Microeconomic Modeling in Urban Science presents a novel, interdisciplinary framework for the analysis of urban systems, reconceived from microeconomic foundations as the complex interaction of individuals in a discrete context. The work considers a) The microscopic interaction between citizens, and between citizens and firms, (b) The mesoscopic agglomeration of firms and segregation of agents' socioeconomic clusters, (c) The emergence of city-level scale laws observed when analyzing a system of cities, and (d) The optimal planning of cities. In addition, the market equilibrium computation properties, regarding existence, uniqueness and algorithms convergence are discussed.

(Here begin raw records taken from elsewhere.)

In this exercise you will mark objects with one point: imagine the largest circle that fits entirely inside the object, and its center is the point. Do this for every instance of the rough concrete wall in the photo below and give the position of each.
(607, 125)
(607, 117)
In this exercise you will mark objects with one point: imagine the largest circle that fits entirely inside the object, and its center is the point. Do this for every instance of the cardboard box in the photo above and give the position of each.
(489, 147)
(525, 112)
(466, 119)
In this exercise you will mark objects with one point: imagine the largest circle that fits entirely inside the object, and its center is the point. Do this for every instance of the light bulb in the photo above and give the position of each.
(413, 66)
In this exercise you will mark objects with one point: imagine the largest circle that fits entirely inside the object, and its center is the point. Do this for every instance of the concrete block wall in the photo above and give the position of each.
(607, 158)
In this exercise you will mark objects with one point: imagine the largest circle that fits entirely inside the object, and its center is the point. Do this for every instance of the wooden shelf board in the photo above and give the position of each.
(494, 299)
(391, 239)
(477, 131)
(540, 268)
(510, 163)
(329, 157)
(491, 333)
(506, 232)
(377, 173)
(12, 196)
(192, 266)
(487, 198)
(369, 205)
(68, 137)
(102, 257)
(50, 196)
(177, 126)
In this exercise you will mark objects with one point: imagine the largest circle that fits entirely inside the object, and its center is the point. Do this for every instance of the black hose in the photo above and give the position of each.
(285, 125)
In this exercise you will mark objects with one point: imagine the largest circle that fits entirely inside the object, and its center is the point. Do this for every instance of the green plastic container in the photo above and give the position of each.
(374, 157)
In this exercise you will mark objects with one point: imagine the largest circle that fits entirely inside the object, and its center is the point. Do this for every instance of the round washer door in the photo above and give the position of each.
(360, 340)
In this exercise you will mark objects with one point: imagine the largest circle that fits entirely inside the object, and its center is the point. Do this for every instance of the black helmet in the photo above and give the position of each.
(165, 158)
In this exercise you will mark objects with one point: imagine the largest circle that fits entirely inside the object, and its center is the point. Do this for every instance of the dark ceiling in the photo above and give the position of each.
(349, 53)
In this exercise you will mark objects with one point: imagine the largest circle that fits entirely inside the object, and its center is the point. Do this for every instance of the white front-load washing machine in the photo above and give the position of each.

- Presents a unified, coherent and realistic framework able to simulate complete urban systems
- Describes the use of discrete-choice and stochastic behavior models in the auction spatial-equilibrium market
- Provides a unified model relevant to all levels of analysis: micro-, meso- and macro-scale interactions
- Includes computing outputs from Cube-Land modeling using GIS
1. Introduction 2. Accessibility 3. Theory of a discrete urban land market 4. A stochastic model of urban systems 5. Equilibrium analysis 6. Dynamic of urban land use 7. Applications and policy analysis 8. City scale laws
Francisco Martínez is a Professor of Civil Engineering with adjunct roles in the Urban Studies and Land Use Modeling department at the University of Chile. His research areas encompass land use theory and modeling, and methods of evaluation of urban management policies (including regulations and subsidies). He is the creator of the land use model, Model of Use of Soils of Santiago (MUSSA) and directs the professional team that develops the computational package. He is the editor of three books, author of nine book chapters, and has published 25 ISI-indexed papers.